The vast agricultural land just off the coasts of Monterey Bay in California are generally calm during the winter, when there are no cultures to choose.
This winter, another type of immobility has set up. First, the fears of immigration raids paralyzed the communities of immigrants that make up agricultural workforce. And now anxiety has spread over what some in the region believe they are a sprawling and silent environmental disaster.
Last month, a battery storage plant ignited and burned for days, which caused the evacuation of more than 1,000 residents and closed local schools. The factory, located in Mosse Landing, a community not formed in a company in the county of Monterey, is the largest installation in the world which uses lithium-ion batteries to store energy. Residents felt sick, and many of them fear that fire has polluted air, soil and water with toxins.
“Now you don’t see anyone walking outside because it’s terrifying, everything that happens,” said Esmeralda Ortiz, who had to evacuate from her house to Mosse Landing after the factory started burning on January 16 .
She noticed a strange metallic odor when she and her two young children fled. She said that she then took her children to the doctor after complaining about headache and sore throat, symptoms that she also had. Finally, her children felt better, but Ms. Ortiz said that she was worried about the potential long -term health effects and if the strawberry fields where she and her husband plan to work during the harvest were contaminated.

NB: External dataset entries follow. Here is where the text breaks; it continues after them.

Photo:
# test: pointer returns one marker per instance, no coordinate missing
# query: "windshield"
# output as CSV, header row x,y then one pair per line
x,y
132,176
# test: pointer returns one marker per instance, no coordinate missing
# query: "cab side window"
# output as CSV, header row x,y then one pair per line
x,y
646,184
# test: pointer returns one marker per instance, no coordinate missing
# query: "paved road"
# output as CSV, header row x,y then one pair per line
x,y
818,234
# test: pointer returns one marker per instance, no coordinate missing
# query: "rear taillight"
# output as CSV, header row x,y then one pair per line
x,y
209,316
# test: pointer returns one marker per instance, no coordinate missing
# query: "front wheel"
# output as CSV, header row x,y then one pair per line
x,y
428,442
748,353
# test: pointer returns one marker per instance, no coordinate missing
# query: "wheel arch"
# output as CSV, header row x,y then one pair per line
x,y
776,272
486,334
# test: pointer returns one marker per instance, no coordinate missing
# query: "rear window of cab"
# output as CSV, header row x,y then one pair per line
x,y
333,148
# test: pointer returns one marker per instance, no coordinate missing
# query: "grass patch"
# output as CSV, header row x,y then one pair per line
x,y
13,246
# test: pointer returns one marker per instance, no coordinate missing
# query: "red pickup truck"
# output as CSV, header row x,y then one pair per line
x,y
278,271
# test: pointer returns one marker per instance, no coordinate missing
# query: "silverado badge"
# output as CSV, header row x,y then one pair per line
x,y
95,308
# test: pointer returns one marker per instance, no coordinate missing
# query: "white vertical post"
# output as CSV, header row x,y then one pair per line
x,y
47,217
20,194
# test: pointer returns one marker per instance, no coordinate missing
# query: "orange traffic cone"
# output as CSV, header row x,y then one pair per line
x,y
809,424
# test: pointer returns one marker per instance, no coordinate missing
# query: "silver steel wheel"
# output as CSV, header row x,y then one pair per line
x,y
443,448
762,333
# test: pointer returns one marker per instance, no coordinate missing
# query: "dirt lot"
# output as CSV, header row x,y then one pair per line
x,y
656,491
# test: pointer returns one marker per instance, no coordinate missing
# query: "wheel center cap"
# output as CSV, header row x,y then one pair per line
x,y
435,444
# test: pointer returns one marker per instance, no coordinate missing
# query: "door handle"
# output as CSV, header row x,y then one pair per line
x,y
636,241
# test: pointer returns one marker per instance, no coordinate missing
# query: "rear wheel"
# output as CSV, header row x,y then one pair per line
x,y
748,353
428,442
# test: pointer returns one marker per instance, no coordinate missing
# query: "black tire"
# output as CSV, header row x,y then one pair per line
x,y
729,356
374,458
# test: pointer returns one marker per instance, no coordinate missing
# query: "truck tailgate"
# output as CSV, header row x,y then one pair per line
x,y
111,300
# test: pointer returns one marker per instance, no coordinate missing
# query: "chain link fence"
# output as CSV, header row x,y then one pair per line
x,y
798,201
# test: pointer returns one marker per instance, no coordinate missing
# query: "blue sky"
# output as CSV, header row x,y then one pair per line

No house was damaged in the fire, which took place at more than 300 miles north of the devastating palisades and Eaton fires in the Los Angeles region. For weeks, residents, civil servants, researchers and environmental and public health experts have tried to understand the extent of the damage, but so far, there have been few answers. What was unleashed by smoke plumes of thousands of burning lithium-ion batteries? And where did he go?